Cette bataille éprouvante que j’avais menée seul, dans le secret et pendant tant d’années, n’était pas un problème du tout pour mes amis. J’avais deux colocataires (deux filles) adorables qui se fichaient bien de ce que je pouvais porter à la maison. L’une d’entre elles est allée jusqu’à me prêter ses vêtements. J’ai même commencé à faire l’expérience du monde extérieur. Tout doucement, très timidement, mon exil prenait fin. J’avais l’impression que je pouvais baisser les armes, que le combat cessait. J’étais en paix.
Jamais assez
Sauf que… je devais vraiment me débarrasser de mes poils sur mes jambes: ça gâchait l’effet des bas. Et il fallait vraiment enlever les poils sur mes aisselles. (Conseil de pro: ne tentez jamais d’épiler vos propres aisselles à la cire.) Et les poils du torse aussi. Tant de poils à épiler! Et il fallait aussi du maquillage pour cacher les poils qui repoussaient. Et quelques soutien-gorges supplémentaires. Et des faux seins pour remplir les soutien-gorges. Et des pantalons rembourrés, histoire de donner des formes à mes fesses. Mais comment me dessiner une taille plus fine?
Je ne possédais jamais suffisamment de robes, et elles ne m’allaient jamais suffisamment bien. Et pour une raison ou une autre, j’avais encore plus de luttes qu’avant. Le saint graal de l’acceptation m’avait mené tout droit dans un piège de plus en plus profond. J’avais eu beau accepter mon désir de me travestir, celui-ci me semblait toujours impossible à satisfaire. Et ses exigences devenaient de plus en plus grandes chaque jour.
Avec le recul, le problème me paraît évident. Pendant des années, j’avais menti et dissimulé la vérité en faisant semblant d’être ce que je n’étais pas. J’avais imaginé que toutes mes difficultés seraient réglées si je pouvais vivre mon travestisme au grand jour. J’étais passé à côté d’une réalité fondamentale: le travestisme consiste à mentir et à cacher. Je portais un déguisement. Je choisissais les vêtements les plus féminins possibles pour faire semblant que le corps qu’ils habillaient était celui d’une femme. Par tous les moyens, je dissimulais mon corps d’homme.
Jusqu’au bistouri?
Est-ce réellement à ça que ressemblait mon « moi véritable et authentique »? Je n’ose même pas penser où tout cela m’aurait mené. Impossible pour moi d’être vraiment heureux tant que mon existence se basait sur une imposture. L’idée de passer sous le bistouri me terrifie. Mais je peux facilement m’imaginer en arriver à un point où j’aurais cédé à l’appel de la chirurgie, convaincu que je faisais un pas de plus vers la liberté.
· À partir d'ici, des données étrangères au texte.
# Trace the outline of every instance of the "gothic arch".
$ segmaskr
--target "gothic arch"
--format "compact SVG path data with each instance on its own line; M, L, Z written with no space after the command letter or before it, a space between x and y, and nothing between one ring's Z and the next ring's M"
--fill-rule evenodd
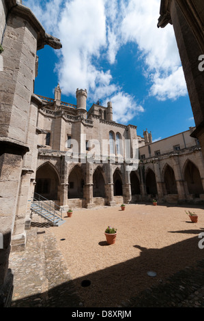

À dire vrai, en regardant à la personne que j’étais, je ne vois pas ce qui m’aurait empêché de le faire.
Pourtant, quelque chose m’en a bien empêché. Un évènement extraordinaire a entièrement bouleversé ma vie. Sans que je sache comment, ma loyauté tiède envers une version farfelue du christianisme m’a conduit, tant bien que mal, vers une Église qui elle, enseignait le véritable Évangile…
Article traduit par Loanne Procopio, avec l’aimable autorisation de The Good Book
Découvrez comment cet homme a été libéré du travestisme…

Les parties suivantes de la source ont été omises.